The bug: Ollama sometimes loads layers 0–50 onto card 0 and fewer onto card 1, leaving card 1 underutilized. Then when the KV cache grows, card 0 runs out of VRAM while card 1 has gigabytes free. You see the OOM error even though the system has plenty of free memory.

Why it is hard to diagnose: NVIDIA-smi shows the free memory; Ollama reports out-of-memory. Both are true from their perspective, but you end up chasing a phantom problem because you are looking at total free VRAM instead of per-card VRAM.

Current status:

#8377 — Reports the bug and proposes layer-distribution fixes (open as of 2026-06-29, some partial patches).
#6382 — Multi-GPU OOM despite free VRAM; discussion of root causes and workarounds.
#14632 — Continuing reports; no complete fix yet.

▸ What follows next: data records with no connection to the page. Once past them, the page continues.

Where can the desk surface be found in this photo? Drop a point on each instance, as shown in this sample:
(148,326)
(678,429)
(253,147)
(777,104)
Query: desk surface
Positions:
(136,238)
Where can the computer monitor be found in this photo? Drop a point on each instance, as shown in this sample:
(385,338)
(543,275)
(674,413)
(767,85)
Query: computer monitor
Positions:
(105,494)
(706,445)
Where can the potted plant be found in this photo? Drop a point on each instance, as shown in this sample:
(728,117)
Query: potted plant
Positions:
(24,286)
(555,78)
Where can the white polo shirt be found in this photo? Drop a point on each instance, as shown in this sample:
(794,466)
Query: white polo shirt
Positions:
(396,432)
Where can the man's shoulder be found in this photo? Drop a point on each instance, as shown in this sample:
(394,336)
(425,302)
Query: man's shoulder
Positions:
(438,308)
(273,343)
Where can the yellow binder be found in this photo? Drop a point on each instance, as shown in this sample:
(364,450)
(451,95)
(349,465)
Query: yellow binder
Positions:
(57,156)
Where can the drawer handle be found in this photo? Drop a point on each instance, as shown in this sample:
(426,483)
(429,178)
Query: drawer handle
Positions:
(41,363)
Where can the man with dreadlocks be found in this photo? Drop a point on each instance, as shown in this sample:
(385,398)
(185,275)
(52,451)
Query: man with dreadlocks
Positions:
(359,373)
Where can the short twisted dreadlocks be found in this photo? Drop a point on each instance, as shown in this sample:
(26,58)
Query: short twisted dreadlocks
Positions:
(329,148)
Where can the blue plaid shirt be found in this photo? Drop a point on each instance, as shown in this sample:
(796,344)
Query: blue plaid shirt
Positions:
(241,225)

Check your Ollama version against these issues. If your version is mentioned as fixed, you should not hit the bug. If not, use the conservative num_gpu workaround above.

When the fix is an upgrade

Be honest with yourself. If you have:

A 12 GB RTX 3060 trying to run a 13B model at Q8_0 (which needs ~14 GB just for weights).
A single 8 GB card trying to run anything larger than a 7B Q4_K_M model.
A genuine VRAM need (weights + KV cache + offloading headroom) that exceeds your card’s capacity at all reasonable quantizations.

Then no setting adjustment will help. The fix is one of:

Downquantize — use Q4_K_M instead of Q8_0 or Q6_K. Smaller footprint, slightly lower quality.
Downsize the model — switch to a 7B instead of 13B, or 13B instead of 70B. Smaller model, faster too.
Add VRAM — if you are a few gigabytes short, a second used GPU (like a used RTX 3090) fills the gap. If the model fundamentally exceeds 24 GB, you are in 70B+ territory and the economics shift. Check out rent vs. buy for GPU break-even to see whether renting makes sense.

The VRAM calculator and which quant should I download are your friends here. Use them before deciding you need to upgrade.

Checking what is actually happening

Create a test Modelfile with explicit settings:

FROM llama2
PARAMETER num_predict 512
PARAMETER num_gpu 10

Run Ollama in verbose mode to see what happens during load:

OLLAMA_DEBUG=1 ollama run test-model "test prompt"

Watch the logs. You will see:

How many layers are being offloaded.
Whether both GPUs (if you have two) are being used.
Memory allocation during load and inference.

Share these logs (without sensitive data) if you file a GitHub issue.

Bottom line

Ollama’s “out of memory” error with free VRAM is a real problem, but it almost always traces back to one of four causes:

KV cache inflated by a long context — reduce num_predict.
Too many layers offloaded — lower num_gpu.
Multi-GPU misallocation bug — use conservative offloading and check the GitHub issues.
Model genuinely does not fit — downquantize or downsize the model.

Start with the diagnosis flowchart. Test each fix in order (context, then offloading, then multi-GPU workaround, then quantization). If you hit the third branch and find you have a genuine VRAM shortfall, that is honest information and worth using before you decide to buy hardware. The tool ecosystem (VRAM calculator, build planner) exists to keep you from buying wrong.